Quote:
Originally Posted by sealbeater
Anyway, here's my point. If I have the images, why would I bother to OCR or covert them to text? I have the images. From what I understand, EPUB is just compressed HTML. Why couldn't I just strip the images and reference them in HTML and compress them?
|
You could. In fact, I did something similar in
this book that I included in the Mobileread library. Ereader software doesn't handle mixed Hebrew and English well, so I rendered the Hebrew as images. In the CSS, I linked the image size to the relative font size ("em") rather than a fixed size ("in" or "px") like so:
Code:
img.Hebrew
{
display:inline-block;
vertical-align:middle;
height:1.3em;
}
The images are then scaled with the font size.
Unfortunately, it doesn't work with all ereader software, including some that's popular (neither Coolreader nor Moon+ displays it how I intended). The only reason that I did it in the first place is that the various ereader applications are even less consistent about rendering Hebrew text than displaying images. Doing the same thing for English text sounds like an interesting exercise, but no easier or practical than any other means of dealing with a PDF.

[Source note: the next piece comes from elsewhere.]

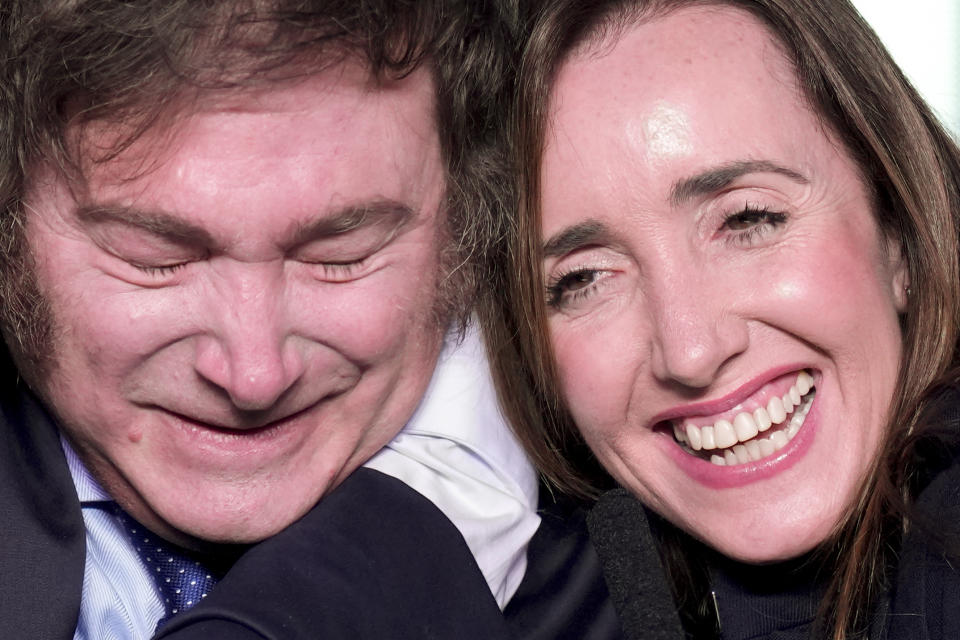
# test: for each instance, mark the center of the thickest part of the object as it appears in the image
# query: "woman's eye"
(751, 222)
(570, 287)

If you're interested in PDF conversion/extraction as more than a thought experiment, you'll want the Adobe reference documents for both
PostScript and
PDF. The
PDF Toolkit can be used to "uncompress" a PDF and make it more readable, but it's cryptic even so. PDF can be converted to PostScript which is more readable, especially if you're trying to learn what's going on in a particular PDF. Just be aware that the conversion isn't always lossless (Ghostscript's "pdf2ps" and xpdf's "pdftops" don't preserve things like tables of contents, for example).
Ghostscript and
GSView will render both PostScript and PDF and have command consoles with decent error output so you can play around.